Cindy Schipani, professor of business law at Michigan's Ross School of Business, and colleagues explored how mentoring helps to boost career outcomes for women and men with and without dependents.
"What's critical is a mentor who sponsors you and puts in a good word for you," Schipani said. "Women tend not to be getting that support as much as men do."
Women make up nearly half the workforce and hold 60 percent of bachelor's degrees, yet they hold just 14 percent of senior executive positions at Fortune 500 companies and 40 percent of managerial positions overall.
Studies have shown that companies with more women involved in leadership outperform their sector in terms of return on equity, operating result and stock price growth.
Schipani's research shows that women with dependents seem to need more mentoring to rise. It may be that having dependents sends negative signals about assumed commitment to senior decision-makers and mentors, and continues to pose challenges for women.

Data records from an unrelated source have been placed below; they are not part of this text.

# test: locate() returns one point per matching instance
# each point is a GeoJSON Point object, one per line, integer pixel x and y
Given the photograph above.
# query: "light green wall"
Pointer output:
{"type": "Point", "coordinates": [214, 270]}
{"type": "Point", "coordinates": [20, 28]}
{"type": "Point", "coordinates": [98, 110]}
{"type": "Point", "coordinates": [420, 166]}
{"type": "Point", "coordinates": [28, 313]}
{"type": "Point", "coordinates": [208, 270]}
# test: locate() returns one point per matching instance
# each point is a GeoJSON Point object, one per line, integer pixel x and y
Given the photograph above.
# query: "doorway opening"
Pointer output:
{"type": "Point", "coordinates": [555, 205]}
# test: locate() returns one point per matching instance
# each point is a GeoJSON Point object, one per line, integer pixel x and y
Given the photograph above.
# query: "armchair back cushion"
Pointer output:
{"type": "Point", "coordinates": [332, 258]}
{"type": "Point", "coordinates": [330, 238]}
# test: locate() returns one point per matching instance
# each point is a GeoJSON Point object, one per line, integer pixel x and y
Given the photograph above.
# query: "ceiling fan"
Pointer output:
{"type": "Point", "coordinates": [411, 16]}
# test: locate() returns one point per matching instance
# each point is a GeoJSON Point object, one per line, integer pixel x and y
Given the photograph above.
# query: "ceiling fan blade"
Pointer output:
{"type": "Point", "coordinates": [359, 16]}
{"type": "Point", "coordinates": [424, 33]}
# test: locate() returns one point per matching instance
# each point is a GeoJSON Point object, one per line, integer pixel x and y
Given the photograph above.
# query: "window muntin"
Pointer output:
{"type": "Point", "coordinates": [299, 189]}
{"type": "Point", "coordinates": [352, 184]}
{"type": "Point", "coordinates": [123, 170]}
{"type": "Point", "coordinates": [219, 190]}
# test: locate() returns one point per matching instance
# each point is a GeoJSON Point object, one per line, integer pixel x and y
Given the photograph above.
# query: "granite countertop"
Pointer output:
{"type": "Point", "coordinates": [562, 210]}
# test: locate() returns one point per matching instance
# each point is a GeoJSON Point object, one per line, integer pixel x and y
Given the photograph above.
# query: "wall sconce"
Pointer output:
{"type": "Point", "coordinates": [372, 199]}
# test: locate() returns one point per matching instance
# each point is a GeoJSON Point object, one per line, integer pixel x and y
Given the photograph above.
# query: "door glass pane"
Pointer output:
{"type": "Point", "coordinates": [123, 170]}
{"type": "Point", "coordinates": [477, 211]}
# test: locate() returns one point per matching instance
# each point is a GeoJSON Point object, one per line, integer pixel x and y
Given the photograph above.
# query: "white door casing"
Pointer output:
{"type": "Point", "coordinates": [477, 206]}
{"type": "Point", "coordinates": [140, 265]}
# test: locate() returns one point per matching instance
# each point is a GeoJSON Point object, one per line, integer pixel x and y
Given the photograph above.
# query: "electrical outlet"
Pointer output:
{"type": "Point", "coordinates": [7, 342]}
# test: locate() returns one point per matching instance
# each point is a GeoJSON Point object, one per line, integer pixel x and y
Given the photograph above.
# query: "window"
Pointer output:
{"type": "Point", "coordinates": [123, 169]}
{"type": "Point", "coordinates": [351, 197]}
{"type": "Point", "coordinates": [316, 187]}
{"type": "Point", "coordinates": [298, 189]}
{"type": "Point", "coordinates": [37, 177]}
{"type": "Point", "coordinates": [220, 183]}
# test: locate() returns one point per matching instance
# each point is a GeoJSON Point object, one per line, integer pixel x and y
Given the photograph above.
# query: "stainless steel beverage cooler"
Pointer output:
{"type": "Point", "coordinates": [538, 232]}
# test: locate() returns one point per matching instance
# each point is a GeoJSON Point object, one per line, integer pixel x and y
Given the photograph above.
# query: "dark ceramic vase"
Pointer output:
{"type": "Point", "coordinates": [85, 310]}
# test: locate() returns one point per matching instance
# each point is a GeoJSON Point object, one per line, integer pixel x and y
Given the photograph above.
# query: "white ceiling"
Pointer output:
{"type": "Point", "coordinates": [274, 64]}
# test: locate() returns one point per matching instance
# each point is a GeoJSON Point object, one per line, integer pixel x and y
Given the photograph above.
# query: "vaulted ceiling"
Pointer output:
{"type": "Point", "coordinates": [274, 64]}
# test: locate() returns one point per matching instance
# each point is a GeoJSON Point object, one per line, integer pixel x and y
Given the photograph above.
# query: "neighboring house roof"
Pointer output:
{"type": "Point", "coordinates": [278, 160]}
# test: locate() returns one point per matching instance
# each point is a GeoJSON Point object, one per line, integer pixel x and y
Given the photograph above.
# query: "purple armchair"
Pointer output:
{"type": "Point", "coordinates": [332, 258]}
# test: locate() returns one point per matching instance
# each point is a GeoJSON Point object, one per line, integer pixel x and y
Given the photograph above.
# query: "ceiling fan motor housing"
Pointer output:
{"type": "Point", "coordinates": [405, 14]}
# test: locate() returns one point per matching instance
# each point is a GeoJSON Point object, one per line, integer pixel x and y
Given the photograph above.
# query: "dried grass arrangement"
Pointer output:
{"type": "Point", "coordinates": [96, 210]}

The broad gender disparities in business are not unique to the U.S. The proportion of women on European company boards averages 15.8 percent, with a high of 40.9 percent in Norway and a low of 3.7 percent in Portugal. By comparison, 16.9 percent of board members of Fortune 500 companies were female in 2013.
To overcome these disparities, many European countries such as Norway have imposed quotas to ensure women's participation in governmental and business organizations. The European Union considered a mandatory quota of 40 percent, but changed it to a desired goal.
Neither of these European systems would be legally sustainable in the U.S., although the goal system comes close. Schipani and colleagues Terry Morehead Dworkin of Indiana University and Aarti Ramaswami of the ESSEC Business School in France suggest several ways to tackle the issue, including:
Have a government entity such as the Office of Federal Contract Compliance Programs or Equal Employment Opportunity Commission impose mentoring programs.
Have the Securities and Exchange Commission make gender diversity a priority. It already requires companies to state in their proxy statements whether diversity was a factor in considering board candidates. It could add gender.